Just over a year ago the FDA granted
accelerated approval to sotorasib, the first marketed inhibitor of KRAS and the
first approved fragment-derived covalent drug. In a recent ChemMedChem
paper, Samy Meroueh and colleagues at Indiana University School of Medicine
describe their efforts against a protein in a related pathway.
KRAS is a GTPase which cycles between
an “on” state, where GTP is bound, and an “off” state, where GTP is hydrolyzed to
GDP. KRAS is just one member of a superfamily of GTPases. Two other members also
associated with cancer include RalA and RalB. Sotorasib acts by binding to a
mutant form of KRAS in which a glycine is replaced by a cysteine, but this
mutation does not occur in RalA or RalB. An alternative approach to targeting GTPases
is to prevent them from becoming activated by guanine exchange factors (GEFs),
which help exchange GDP to GTP. We’ve previously written about how fragments have
led to noncovalent inhibitors of the GEF SOS1, which activates RAS proteins.
To sum up, there’s more than one
way to block GTPase activity: directly, or by preventing activation by an
associated GEF. The new paper focuses on Rgl2, a GEF that serves RalA and RalB.
Rgl2 sports four surface-exposed
cysteine residues, so the researchers screened the protein against a library of
1260 electrophilic fragments at 75 µM for 24 hours at 4 °C and then assessed whether
it could still activate RalB. 50 fragments inhibited guanine nucleotide
exchange by at least 30%, and a dozen were studied in detail. All were
time-dependent inhibitors and had EC50 values from 2.6 to 120 µM at 24 hours.
Next, the researchers mutated
each of the four surface-exposed cysteine residues to serine. The twelve fragments
still inhibited all the mutants except C284S. SOS1 does not contain a cysteine
at the position corresponding to C284, and indeed none of the twelve fragments significantly inhibited SOS1 activation of KRAS. All this suggests the fragments act via modification of C284.
The easiest and most direct
measurement of covalent binding is with intact protein mass spectrometry, and
the researchers confirmed that 10 of the 12 fragments did in fact form adducts.

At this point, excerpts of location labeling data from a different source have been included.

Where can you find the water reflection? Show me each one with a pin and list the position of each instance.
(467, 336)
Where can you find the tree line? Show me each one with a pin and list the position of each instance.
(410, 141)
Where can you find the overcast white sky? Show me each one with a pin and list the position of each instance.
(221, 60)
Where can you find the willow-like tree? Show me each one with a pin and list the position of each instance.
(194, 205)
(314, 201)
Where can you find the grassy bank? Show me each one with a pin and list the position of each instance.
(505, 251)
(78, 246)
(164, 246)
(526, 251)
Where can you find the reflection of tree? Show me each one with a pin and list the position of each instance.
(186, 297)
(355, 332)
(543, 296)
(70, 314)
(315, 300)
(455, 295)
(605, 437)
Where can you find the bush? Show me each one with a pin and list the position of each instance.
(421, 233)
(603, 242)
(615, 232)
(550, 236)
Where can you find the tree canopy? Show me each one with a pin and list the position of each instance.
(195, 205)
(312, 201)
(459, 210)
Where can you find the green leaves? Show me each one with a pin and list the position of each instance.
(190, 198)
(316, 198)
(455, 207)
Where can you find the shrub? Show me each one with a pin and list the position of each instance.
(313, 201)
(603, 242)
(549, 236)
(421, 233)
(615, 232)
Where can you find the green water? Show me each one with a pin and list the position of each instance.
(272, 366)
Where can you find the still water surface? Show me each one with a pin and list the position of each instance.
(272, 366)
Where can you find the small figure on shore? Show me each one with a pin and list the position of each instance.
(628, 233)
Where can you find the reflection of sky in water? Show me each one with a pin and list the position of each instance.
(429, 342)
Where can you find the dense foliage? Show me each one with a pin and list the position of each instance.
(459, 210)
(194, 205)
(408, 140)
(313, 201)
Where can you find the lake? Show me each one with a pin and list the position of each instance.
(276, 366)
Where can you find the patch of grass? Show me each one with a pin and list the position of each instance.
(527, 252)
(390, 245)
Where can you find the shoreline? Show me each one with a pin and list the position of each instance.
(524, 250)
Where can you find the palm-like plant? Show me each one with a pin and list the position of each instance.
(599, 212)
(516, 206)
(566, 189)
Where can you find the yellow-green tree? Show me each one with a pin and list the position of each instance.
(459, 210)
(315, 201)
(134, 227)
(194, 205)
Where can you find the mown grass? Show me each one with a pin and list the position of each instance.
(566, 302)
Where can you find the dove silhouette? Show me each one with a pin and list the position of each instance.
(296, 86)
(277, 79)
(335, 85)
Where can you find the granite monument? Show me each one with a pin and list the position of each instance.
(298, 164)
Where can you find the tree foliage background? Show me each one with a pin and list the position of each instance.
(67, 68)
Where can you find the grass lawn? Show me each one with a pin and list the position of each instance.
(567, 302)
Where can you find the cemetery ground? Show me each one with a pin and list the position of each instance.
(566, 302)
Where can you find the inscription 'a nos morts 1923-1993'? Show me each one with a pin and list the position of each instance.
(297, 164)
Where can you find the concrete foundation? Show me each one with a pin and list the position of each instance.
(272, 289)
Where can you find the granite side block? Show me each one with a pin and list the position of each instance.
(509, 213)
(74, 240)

Interestingly, Rgl2 was modified two or three times by each fragment, which is
perhaps not surprising given that they had relatively reactive warheads (chloroacetamides
or propiolamides). Mass-spec studies with the mutants revealed that most of the
modifications were at C284 and C508.
Whether or not these fragments
are advanceable, the discovery that modification of C284 inhibits Rgl2 is useful.
Interestingly, C284 is near but not at the Ral binding interface, and the
researchers suggest that their fragments block protein activity allosterically. I
believe such allosteric sites are common throughout the proteome, and readily addressable
using covalent approaches. Watch this space!